CLAUDE.md

This file provides guidance to Claude Code (claude.ai/code) when working with code in this repository.

Project Overview

KG-Microbe is a knowledge graph construction project for microbial traits and beyond. It integrates multiple data sources (BacDive, MediaDive, UniProt, CTD, etc.) with ontologies (NCBITaxon, ChEBI, GO, ENVO, etc.) to create a comprehensive knowledge graph of microbial organisms, their traits, growth media, metabolic pathways, and associated chemical compounds.

The project follows a three-stage pipeline: Download → Transform → Merge

Core Commands

Development Setup

pip install poetry
poetry install

Main Pipeline Commands

# Download all data sources (configured in download.yaml)
poetry run kg download

# Transform downloaded data into KG format (TSV: nodes.tsv, edges.tsv)
poetry run kg transform

# Transform specific sources only
poetry run kg transform -s bacdive -s mediadive

# Merge all transformed graphs (configured in merge.yaml or merge.minimal.yaml)
poetry run kg merge -y merge.yaml

Testing and Quality Checks

# Run all quality checks before committing (REQUIRED before every commit)
poetry run tox

# Run specific test suites
poetry run pytest                    # Run all tests
poetry run pytest tests/test_file.py # Run specific test file

# Individual quality checks
poetry run tox -e format             # Format code (black + ruff --fix)
poetry run tox -e lint               # Check code style
poetry run tox -e codespell-write    # Fix spelling errors
poetry run tox -e docstr-coverage    # Check documentation coverage

Summary Statistics

make run-summary  # Generate node and edge counts by category

Machine Learning and Queries

# Generate holdout sets for ML training (splits graph into train/test/validation)
poetry run kg holdouts -n data/merged/nodes.tsv -e data/merged/edges.tsv -o data/holdouts/

# Run SPARQL queries against the knowledge graph
poetry run kg query -y queries/sparql/example_query.yaml -o data/queries/

Neo4j Upload (optional)

make neo4j-upload  # Upload merged KG to local Neo4j instance

Architecture

Pipeline Stages

Download (kg_microbe/download.py)
- Downloads resources defined in download.yaml
- Sources stored in data/raw/
- Uses kghub-downloader library
Transform (kg_microbe/transform.py)
- Each data source has its own transform class in kg_microbe/transform_utils/[source_name]/
- All transform classes inherit from Transform base class (transform_utils/transform.py)
- Each transform produces nodes.tsv and edges.tsv in data/transformed/[source_name]/
- Node/edge headers defined in base Transform class using constants from constants.py
Merge (kg_microbe/merge_utils/merge_kg.py)
- Uses KGX library to merge transformed graphs
- Configuration in merge.yaml or merge.minimal.yaml
- Outputs to data/merged/ as TSV (optionally tar.gz compressed)
- Generates graph statistics in merged_graph_stats.yaml

Transform Architecture

All transform classes follow this pattern:

Located in kg_microbe/transform_utils/[source_name]/
Class name: [SourceName]Transform (e.g., BacDiveTransform, MediaDiveTransform)
Registered in DATA_SOURCES dict in kg_microbe/transform.py
Implement run() method from base Transform class
Output standard KGX TSV format (nodes.tsv, edges.tsv)

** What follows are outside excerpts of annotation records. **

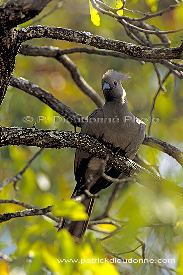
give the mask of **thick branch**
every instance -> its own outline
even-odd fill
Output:
[[[41,47],[40,48],[40,47],[25,45],[23,46],[22,52],[26,56],[55,58],[68,70],[73,80],[82,92],[90,98],[97,107],[102,108],[104,105],[103,100],[83,79],[76,65],[67,56],[60,54],[59,50],[57,50],[57,49],[56,49],[53,47]]]
[[[46,208],[43,208],[42,209],[35,208],[30,209],[29,210],[26,209],[22,211],[17,211],[14,213],[5,213],[2,215],[0,214],[0,224],[16,218],[45,215],[47,213],[48,213],[48,212],[51,212],[51,210],[52,206],[48,206]]]
[[[154,64],[154,62],[160,63],[164,66],[165,66],[167,68],[169,68],[171,71],[178,78],[183,78],[183,68],[182,64],[173,64],[171,62],[167,61],[166,60],[152,60],[133,58],[132,56],[127,56],[124,54],[121,54],[121,52],[109,52],[108,50],[101,50],[95,48],[67,48],[66,50],[61,50],[59,48],[54,48],[51,46],[31,46],[30,45],[22,45],[20,50],[20,54],[23,54],[24,56],[44,56],[47,58],[54,58],[57,59],[57,60],[58,60],[58,61],[61,61],[61,56],[62,56],[64,54],[69,54],[77,52],[86,53],[89,54],[97,54],[98,56],[112,56],[114,58],[120,58],[123,60],[130,59],[130,60],[138,61],[139,62],[140,62],[142,64],[144,64],[144,62],[150,62],[153,64]],[[58,57],[58,58],[57,56]],[[76,82],[79,88],[86,94],[90,92],[90,91],[91,90],[92,90],[92,90],[93,90],[91,88],[91,87],[89,86],[89,85],[87,83],[86,83],[84,80],[82,80],[82,78],[81,78],[81,80],[80,79],[80,78],[82,78],[82,76],[80,75],[79,74],[77,74],[77,67],[76,66],[76,65],[69,60],[69,64],[70,62],[71,62],[71,64],[73,64],[73,66],[71,66],[71,68],[73,68],[72,70],[69,70],[69,68],[68,67],[68,66],[65,66],[67,69],[69,70],[70,70],[72,76],[74,73],[74,76],[76,76],[75,77],[73,77],[73,80]],[[63,62],[62,62],[62,64],[63,65],[64,65]],[[73,72],[73,73],[72,71]],[[87,92],[88,90],[89,90],[89,92]],[[93,92],[91,94],[92,96],[93,94]],[[90,96],[90,97],[92,99],[92,96]],[[100,100],[101,100],[100,98]],[[97,100],[97,98],[96,98],[95,101],[96,101]],[[98,106],[99,105],[98,104]]]
[[[94,36],[90,32],[46,26],[32,26],[19,30],[22,42],[36,38],[51,38],[89,45],[98,48],[109,50],[140,58],[181,59],[182,47],[151,48]]]
[[[74,126],[82,128],[85,123],[86,121],[85,118],[78,114],[70,109],[69,107],[56,100],[48,92],[41,89],[33,83],[30,82],[28,80],[14,76],[11,82],[11,85],[37,98],[46,104],[47,104],[48,102],[48,106],[52,110],[56,110],[66,118],[69,118],[69,122]],[[176,148],[176,147],[159,140],[148,136],[145,136],[142,144],[167,154],[173,158],[183,166],[183,154],[180,150]]]
[[[37,152],[29,160],[28,163],[26,164],[26,165],[24,167],[22,170],[17,173],[14,176],[12,176],[11,178],[6,178],[6,180],[4,180],[2,184],[0,184],[0,192],[3,190],[3,188],[5,187],[7,184],[10,184],[12,182],[14,182],[14,189],[17,191],[18,190],[18,188],[17,188],[17,184],[20,180],[22,178],[23,175],[25,173],[25,172],[26,171],[26,170],[29,168],[29,167],[31,164],[32,162],[40,154],[43,152],[44,150],[43,148],[42,148],[40,149],[38,152]],[[0,202],[1,203],[1,202]]]
[[[144,186],[159,190],[161,186],[172,188],[182,194],[182,188],[148,172],[132,160],[119,154],[115,155],[105,144],[91,136],[77,132],[43,130],[34,128],[26,129],[2,128],[0,146],[25,145],[42,148],[80,149],[94,156],[104,159],[108,155],[107,164],[130,178],[135,178]]]
[[[39,14],[52,0],[11,0],[0,6],[1,28],[10,28]]]
[[[82,127],[82,121],[85,118],[57,100],[48,92],[40,88],[27,80],[16,76],[12,78],[11,85],[35,96],[65,118],[72,118],[70,122],[73,126]]]

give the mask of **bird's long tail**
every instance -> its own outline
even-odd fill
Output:
[[[73,194],[74,194],[74,192]],[[73,198],[73,195],[72,196],[71,198]],[[82,242],[88,228],[91,214],[93,210],[94,200],[95,198],[87,198],[82,202],[82,204],[85,207],[85,212],[88,217],[86,220],[72,222],[68,218],[66,218],[64,219],[62,226],[59,229],[58,231],[61,229],[66,229],[73,238],[75,242],[77,244],[80,244]]]

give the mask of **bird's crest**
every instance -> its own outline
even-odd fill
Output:
[[[131,78],[129,74],[124,74],[122,72],[119,72],[113,70],[109,70],[106,72],[103,76],[102,78],[109,77],[110,78],[119,80],[120,82],[123,82],[126,80]]]

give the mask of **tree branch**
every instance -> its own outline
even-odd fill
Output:
[[[0,214],[0,224],[10,220],[12,218],[16,218],[45,215],[48,212],[51,212],[51,210],[52,206],[48,206],[41,209],[34,208],[29,210],[26,209],[22,211],[17,211],[14,213],[5,213],[2,215]]]
[[[61,50],[59,48],[54,48],[51,46],[31,46],[30,45],[22,45],[20,50],[20,54],[24,56],[44,56],[47,58],[52,58],[57,59],[57,56],[60,56],[64,54],[69,54],[75,53],[86,53],[89,54],[97,54],[104,56],[112,56],[114,58],[120,58],[123,60],[130,60],[138,61],[142,64],[144,62],[149,62],[151,63],[160,63],[171,70],[178,78],[183,78],[183,66],[180,64],[173,64],[172,62],[166,60],[159,60],[139,58],[133,58],[129,56],[127,56],[124,54],[117,52],[109,52],[108,50],[101,50],[95,48],[73,48],[66,50]],[[59,60],[58,60],[59,61]],[[75,66],[74,64],[74,66]],[[78,85],[79,88],[82,90],[82,85]],[[84,91],[87,88],[85,88]],[[92,88],[89,86],[89,89]]]
[[[82,116],[78,114],[69,107],[57,100],[51,94],[27,80],[13,76],[10,84],[13,87],[23,90],[29,94],[37,98],[65,118],[71,118],[72,120],[70,122],[74,126],[82,127],[83,122],[86,120]]]
[[[126,176],[135,178],[137,182],[154,191],[165,186],[182,194],[183,188],[165,180],[142,168],[135,162],[122,156],[115,155],[105,144],[86,134],[57,130],[43,130],[34,128],[26,129],[13,127],[1,128],[0,146],[25,145],[42,148],[80,149],[100,159],[109,155],[107,164]]]
[[[58,110],[58,114],[60,114],[61,116],[63,116],[66,118],[69,118],[69,122],[74,126],[82,128],[86,122],[86,119],[85,118],[78,114],[70,109],[69,107],[56,100],[48,92],[41,89],[38,86],[26,80],[14,76],[11,82],[11,86],[37,98],[42,102],[47,104],[52,110],[56,112]],[[57,106],[57,104],[59,104],[59,106]],[[142,144],[167,154],[176,160],[183,166],[182,152],[176,147],[159,140],[148,136],[145,136]]]
[[[27,209],[37,209],[38,210],[40,210],[40,208],[35,207],[32,204],[26,204],[23,202],[20,202],[20,200],[0,200],[0,204],[16,204],[17,206],[20,206],[24,208],[27,208]],[[52,220],[54,220],[56,222],[59,223],[60,222],[60,218],[55,217],[50,213],[47,213],[44,214],[44,216],[49,218]]]
[[[21,42],[36,38],[51,38],[89,45],[98,48],[109,50],[140,58],[158,60],[181,59],[182,47],[151,48],[94,36],[90,32],[46,26],[32,26],[17,30]]]
[[[1,28],[12,28],[39,14],[52,0],[11,0],[0,6]]]
[[[12,182],[14,182],[14,188],[15,190],[17,191],[18,190],[18,188],[16,187],[17,182],[18,182],[19,180],[21,180],[23,174],[30,166],[32,162],[40,154],[43,152],[43,150],[44,149],[42,148],[41,149],[40,149],[40,150],[37,152],[37,153],[36,153],[31,158],[31,160],[28,162],[28,163],[24,167],[24,168],[20,172],[17,173],[17,174],[16,174],[14,176],[12,176],[9,178],[6,178],[6,180],[4,180],[3,182],[0,184],[0,192],[2,192],[4,187],[5,187],[7,184],[10,184]]]

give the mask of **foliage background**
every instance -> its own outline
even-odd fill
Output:
[[[58,1],[51,2],[39,17],[51,10]],[[143,12],[155,12],[174,4],[173,0],[157,1],[133,0],[127,2],[126,7]],[[129,15],[127,12],[125,15]],[[130,16],[139,16],[139,14]],[[182,22],[182,7],[163,16],[155,18],[151,24],[163,30],[180,28]],[[32,24],[31,20],[19,26],[22,28]],[[89,32],[92,34],[112,39],[133,42],[125,34],[122,26],[113,18],[100,15],[100,26],[96,27],[91,22],[88,2],[85,0],[70,0],[38,24],[42,25],[65,28]],[[169,35],[170,40],[173,34]],[[49,39],[37,39],[29,42],[34,46],[52,46],[62,49],[73,46],[84,46],[66,42]],[[112,57],[102,57],[85,54],[75,54],[69,57],[78,66],[84,78],[102,96],[101,79],[109,69],[129,73],[131,80],[124,84],[130,108],[136,116],[149,118],[153,97],[158,89],[158,81],[153,65],[142,65],[135,60],[123,60]],[[159,66],[163,76],[166,70]],[[76,112],[87,116],[96,106],[83,94],[73,83],[69,73],[55,60],[44,58],[32,58],[19,55],[15,75],[28,79],[45,88],[55,97],[69,106]],[[172,78],[172,86],[174,85]],[[182,84],[175,80],[176,87],[168,89],[166,94],[161,92],[156,101],[155,117],[159,123],[153,124],[152,136],[174,145],[182,150],[183,94]],[[53,123],[53,116],[58,114],[36,98],[14,88],[9,88],[1,107],[1,124],[2,126],[32,127],[42,129],[58,129],[73,131],[67,122]],[[31,116],[34,122],[26,123],[24,117]],[[38,122],[39,116],[47,117],[47,122]],[[146,124],[148,126],[148,123]],[[79,130],[78,128],[78,130]],[[3,148],[0,152],[1,173],[0,182],[18,172],[25,165],[37,148],[26,146]],[[69,198],[75,186],[73,160],[75,150],[71,148],[62,150],[45,150],[32,164],[18,184],[19,190],[15,192],[12,184],[8,185],[0,194],[0,198],[17,200],[43,208],[48,205],[61,208],[61,200]],[[142,146],[139,154],[152,164],[159,166],[164,178],[182,184],[182,172],[180,166],[163,153]],[[100,198],[96,202],[92,218],[104,210],[113,184],[100,194]],[[158,194],[145,190],[138,184],[129,184],[122,188],[117,200],[110,212],[111,216],[125,220],[126,226],[115,237],[102,242],[113,252],[121,252],[138,246],[135,237],[137,234],[146,245],[147,258],[175,258],[176,264],[166,264],[183,274],[182,252],[182,212],[181,201],[165,190]],[[1,204],[1,214],[14,212],[22,209],[13,204]],[[62,206],[63,207],[63,206]],[[68,214],[69,214],[68,210]],[[72,210],[71,210],[72,211]],[[74,212],[74,216],[76,210]],[[142,228],[148,222],[160,222],[163,226]],[[174,226],[172,224],[174,224]],[[58,259],[112,258],[103,250],[97,238],[102,236],[88,231],[82,246],[76,246],[66,232],[56,234],[55,224],[48,218],[31,217],[15,219],[1,225],[0,251],[14,259],[9,270],[14,274],[74,274],[92,275],[124,274],[128,270],[130,274],[168,274],[169,271],[159,268],[155,265],[139,264],[59,264]],[[114,230],[111,226],[101,226],[101,228]],[[178,230],[177,230],[178,228]],[[130,250],[130,249],[128,249]],[[137,250],[141,254],[141,248]],[[124,256],[125,258],[140,258],[135,254]],[[2,274],[8,274],[8,266],[0,263]],[[169,273],[171,274],[171,273]]]

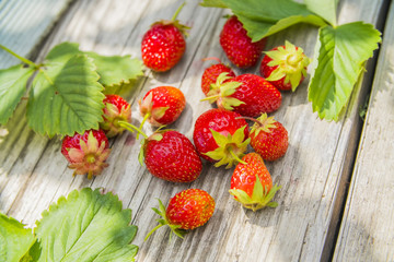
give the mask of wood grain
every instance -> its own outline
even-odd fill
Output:
[[[143,33],[158,19],[169,19],[183,1],[147,0],[77,1],[55,26],[40,46],[39,61],[48,50],[65,40],[78,41],[84,50],[104,55],[126,55],[140,58]],[[383,0],[344,0],[339,5],[339,22],[363,20],[375,24]],[[192,138],[197,117],[211,108],[202,98],[200,78],[216,56],[228,62],[219,34],[228,10],[207,9],[189,1],[178,19],[192,26],[187,50],[181,62],[166,73],[146,72],[127,97],[131,103],[134,123],[139,124],[138,98],[159,85],[179,87],[187,106],[171,128]],[[313,56],[316,28],[308,25],[291,27],[269,38],[267,49],[288,39]],[[256,73],[258,67],[237,73]],[[242,209],[228,193],[232,169],[215,168],[205,163],[201,176],[188,184],[170,183],[152,177],[138,164],[139,141],[134,134],[112,140],[109,167],[94,180],[72,177],[60,154],[60,141],[48,141],[28,132],[21,106],[3,130],[0,141],[0,210],[31,226],[49,203],[73,189],[104,187],[119,195],[125,207],[132,210],[132,223],[139,227],[134,240],[140,247],[138,261],[318,261],[328,260],[327,245],[333,245],[336,223],[344,198],[344,178],[358,141],[360,121],[358,108],[363,93],[357,93],[344,118],[326,122],[312,112],[306,98],[306,81],[296,93],[283,93],[281,108],[274,115],[288,129],[290,146],[283,158],[267,163],[275,182],[282,186],[276,196],[277,209],[253,213]],[[362,91],[367,86],[358,85]],[[149,134],[153,131],[144,127]],[[143,241],[158,218],[150,209],[164,203],[186,188],[201,188],[217,202],[209,223],[184,240],[169,242],[169,230],[161,229]]]
[[[335,261],[394,261],[394,4],[386,21]]]

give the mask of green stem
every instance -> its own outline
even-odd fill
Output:
[[[229,152],[230,152],[231,156],[232,156],[235,160],[237,160],[237,162],[241,163],[241,164],[247,165],[247,163],[244,162],[244,160],[242,160],[242,159],[232,151],[232,148],[229,148]]]
[[[200,99],[200,102],[208,100],[209,103],[213,103],[213,102],[216,102],[219,97],[220,97],[220,95],[207,96],[206,98]],[[212,100],[212,102],[210,102],[210,100]]]
[[[150,233],[148,233],[148,235],[146,236],[146,238],[143,239],[143,241],[147,241],[147,239],[150,237],[150,235],[152,235],[155,230],[158,230],[160,227],[164,226],[163,224],[159,224],[157,225]]]
[[[172,21],[175,21],[176,20],[176,16],[179,14],[181,10],[183,9],[183,7],[186,4],[186,2],[183,2],[181,4],[181,7],[178,7],[178,9],[175,11],[174,15],[172,16]]]
[[[28,64],[28,66],[32,66],[33,68],[37,69],[39,68],[38,64],[34,63],[33,61],[24,58],[24,57],[21,57],[20,55],[15,53],[14,51],[12,51],[11,49],[4,47],[3,45],[0,45],[0,48],[3,49],[4,51],[9,52],[10,55],[14,56],[15,58],[18,58],[19,60],[21,60],[22,62]]]
[[[130,132],[137,131],[137,133],[142,134],[144,139],[148,139],[148,135],[139,128],[132,126],[129,122],[126,121],[118,121],[119,127],[127,129]]]
[[[143,116],[143,119],[142,119],[142,122],[139,127],[140,130],[142,130],[142,127],[143,124],[146,123],[146,121],[148,120],[148,118],[150,118],[151,114],[150,112],[147,112],[144,116]],[[139,138],[139,135],[137,134],[137,139]]]

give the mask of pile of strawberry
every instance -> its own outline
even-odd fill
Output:
[[[182,7],[181,7],[182,8]],[[176,14],[179,12],[177,10]],[[154,23],[141,44],[142,60],[153,71],[167,71],[183,57],[186,49],[185,28],[175,20]],[[266,39],[252,43],[242,23],[232,15],[220,34],[229,60],[239,68],[257,63]],[[61,153],[69,160],[74,175],[100,175],[108,165],[108,138],[125,130],[137,131],[143,136],[139,160],[155,177],[172,182],[192,182],[202,170],[202,159],[216,167],[235,165],[229,192],[246,209],[253,211],[276,206],[271,200],[280,187],[273,184],[264,160],[282,157],[288,148],[288,132],[267,114],[281,105],[280,91],[296,90],[306,74],[310,59],[302,49],[286,41],[267,52],[260,64],[260,74],[235,75],[234,71],[216,59],[201,76],[201,100],[216,103],[195,122],[193,142],[176,130],[164,127],[174,122],[186,105],[184,94],[174,86],[158,86],[139,100],[143,116],[140,127],[131,124],[130,105],[118,95],[104,99],[101,130],[88,130],[83,134],[66,136]],[[280,91],[279,91],[280,90]],[[146,121],[159,129],[151,135],[141,131]],[[248,124],[250,121],[251,127]],[[137,135],[138,139],[138,135]],[[251,145],[253,153],[247,152]],[[208,222],[215,211],[215,200],[201,189],[188,189],[171,199],[165,209],[153,209],[163,218],[160,225],[169,225],[173,233],[183,237],[185,229],[199,227]],[[149,234],[150,235],[150,234]],[[148,235],[148,236],[149,236]]]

Key transform sources (currently active in DATA_SOURCES):

bacdive: Bacterial diversity data (taxon traits, growth media, metabolic properties)
mediadive: Growth media composition data
madin_etal: Condensed bacterial/archaeal traits from literature
bactotraits: Bacterial trait data
ontologies: OBO ontologies (ENVO, ChEBI, GO, NCBITaxon, MONDO, HP, EC)
rhea_mappings: Rhea reaction mappings to GO and EC

Additional available transforms (commented out in DATA_SOURCES):

uniprot_functional_microbes: Protein data for functional microbes
ctd: Comparative Toxicogenomics Database
disbiome: Microbiome-disease associations
wallen_etal: Additional bacterial trait data
uniprot_human: Human protein data

Key Files

kg_microbe/run.py: CLI entry point with Click commands
kg_microbe/transform_utils/constants.py: Standard column names (ID_COLUMN, CATEGORY_COLUMN, etc.)
kg_microbe/transform_utils/custom_curies.yaml: Custom CURIE prefix mappings
kg_microbe/transform_utils/translation_table.yaml: Entity type translations
pyproject.toml: Poetry configuration, ruff/black settings

Data Flow

download.yaml → data/raw/[source].json/csv/owl
                      ↓
              Transform Classes
                      ↓
        data/transformed/[source]/nodes.tsv
        data/transformed/[source]/edges.tsv
                      ↓
                merge.yaml
                      ↓
            data/merged/merged-kg.tar.gz

Important Notes

Memory Requirements

The KG construction process is computationally intensive, particularly:

Trimming NCBI Taxonomy
Processing microbial UniProt datasets (for KG-Microbe-Function and KG-Microbe-Biomedical-Function)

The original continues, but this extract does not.